E pochi anni dopo Putin, che nel frattempo aveva lasciato il Kgb ed era tornato a San Pietroburgo, divenne il vice-sindaco della città a fianco del super-liberale e super-democratico Anatolyj Sobciak, non per un qualche complotto oscuro, ma per la stessa identica ragione. Alla fin fine, anche i democratici si fidavano (o avevano bisogno) più delle ex spie che degli ex comunisti.

Vladimir Putin, in fondo, ha solo completato l’opera, nella stessa scia. Si è circondato di ex colleghi e amici dei tempi del Kgb e di San Pietroburgo, perché di loro si fidava più che di altri. Loro, quelli del circolo ristretto, ci ridono pure su senza problemi.
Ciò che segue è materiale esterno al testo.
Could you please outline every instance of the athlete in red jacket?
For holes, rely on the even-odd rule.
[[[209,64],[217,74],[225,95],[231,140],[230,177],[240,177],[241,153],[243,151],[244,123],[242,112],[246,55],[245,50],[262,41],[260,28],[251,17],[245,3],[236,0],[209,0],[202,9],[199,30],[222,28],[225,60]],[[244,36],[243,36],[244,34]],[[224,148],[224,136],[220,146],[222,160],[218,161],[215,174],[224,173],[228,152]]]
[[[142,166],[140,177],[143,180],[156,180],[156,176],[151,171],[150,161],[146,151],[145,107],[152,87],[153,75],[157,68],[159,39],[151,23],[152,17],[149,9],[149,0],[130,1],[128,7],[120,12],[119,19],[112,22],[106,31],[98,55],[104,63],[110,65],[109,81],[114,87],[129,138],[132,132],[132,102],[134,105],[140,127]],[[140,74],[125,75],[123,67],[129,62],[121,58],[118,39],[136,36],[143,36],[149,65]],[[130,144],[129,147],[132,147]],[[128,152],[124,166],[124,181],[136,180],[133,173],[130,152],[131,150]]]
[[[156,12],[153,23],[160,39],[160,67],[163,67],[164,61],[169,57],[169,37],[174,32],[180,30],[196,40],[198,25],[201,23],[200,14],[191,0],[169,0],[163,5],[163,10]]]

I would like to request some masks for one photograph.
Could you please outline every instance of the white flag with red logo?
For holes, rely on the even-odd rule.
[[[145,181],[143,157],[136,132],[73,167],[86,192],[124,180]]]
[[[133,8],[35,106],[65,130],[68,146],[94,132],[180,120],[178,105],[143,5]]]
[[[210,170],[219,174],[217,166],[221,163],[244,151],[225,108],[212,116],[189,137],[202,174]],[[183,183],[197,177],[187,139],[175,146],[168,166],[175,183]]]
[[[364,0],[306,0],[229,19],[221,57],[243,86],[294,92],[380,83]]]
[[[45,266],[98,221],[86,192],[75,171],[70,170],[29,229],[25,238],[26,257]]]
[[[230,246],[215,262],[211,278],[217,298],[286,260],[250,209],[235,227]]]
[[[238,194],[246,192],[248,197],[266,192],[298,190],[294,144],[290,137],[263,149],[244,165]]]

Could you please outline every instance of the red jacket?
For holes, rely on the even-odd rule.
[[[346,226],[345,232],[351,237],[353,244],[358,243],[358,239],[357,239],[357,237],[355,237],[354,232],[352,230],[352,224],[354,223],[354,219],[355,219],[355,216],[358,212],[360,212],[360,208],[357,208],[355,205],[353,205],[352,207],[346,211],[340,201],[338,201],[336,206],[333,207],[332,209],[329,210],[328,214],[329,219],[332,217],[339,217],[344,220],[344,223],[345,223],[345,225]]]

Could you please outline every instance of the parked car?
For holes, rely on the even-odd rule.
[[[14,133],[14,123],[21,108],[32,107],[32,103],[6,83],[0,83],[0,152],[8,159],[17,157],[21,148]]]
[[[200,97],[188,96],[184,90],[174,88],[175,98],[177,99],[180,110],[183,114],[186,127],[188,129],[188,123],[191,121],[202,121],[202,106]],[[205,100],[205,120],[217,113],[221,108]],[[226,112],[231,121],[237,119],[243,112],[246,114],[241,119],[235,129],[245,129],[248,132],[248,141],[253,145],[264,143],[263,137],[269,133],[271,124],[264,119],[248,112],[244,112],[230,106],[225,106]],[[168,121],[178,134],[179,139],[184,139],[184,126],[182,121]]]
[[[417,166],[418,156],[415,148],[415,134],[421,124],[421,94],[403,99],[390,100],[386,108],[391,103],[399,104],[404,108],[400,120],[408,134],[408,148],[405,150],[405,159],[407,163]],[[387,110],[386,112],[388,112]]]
Nel 1999 Vladimir Putin, in quel momento primo ministro, si recò alla Lubyanka (la storica sede del Kgb) per festeggiare l’anniversario della Ceka, la polizia segreta che fu la “madre” di tutti i servizi segreti sovietici.

Lì Putin scherzò così: “Cari compagni, volevo dirvi che il gruppo di agenti infiltrati nel Governo ha svolto con successo la prima parte della missione”. E Nikolay Patrushev, segretario del Consiglio di sicurezza russo dopo una lunga carriera nel Kgb e nell’Fsb, pietroburghese come Putin, è riuscito a definire gli uomini dei servizi segreti “la nuova nobiltà” della Russia.

Amici e colleghi che si chiamano l’un l’altro nella scalata al vertice. Come succede dappertutto, con la differenza che qui si tratta di spie. Ma è proprio questa ordinarietà, questo grigiore che sa di carriera e di management, più che di avventura, a frenare la fantasia dei romanzieri. Certo, c’è la presunta ex amante di Putin diventata milionaria, qualche villone qua e là, certi conti off shore… Nulla che non sia capitato anche a molti industrialotti. Poco, troppo poco, per tenerci attaccati alla pagina a notte fonda.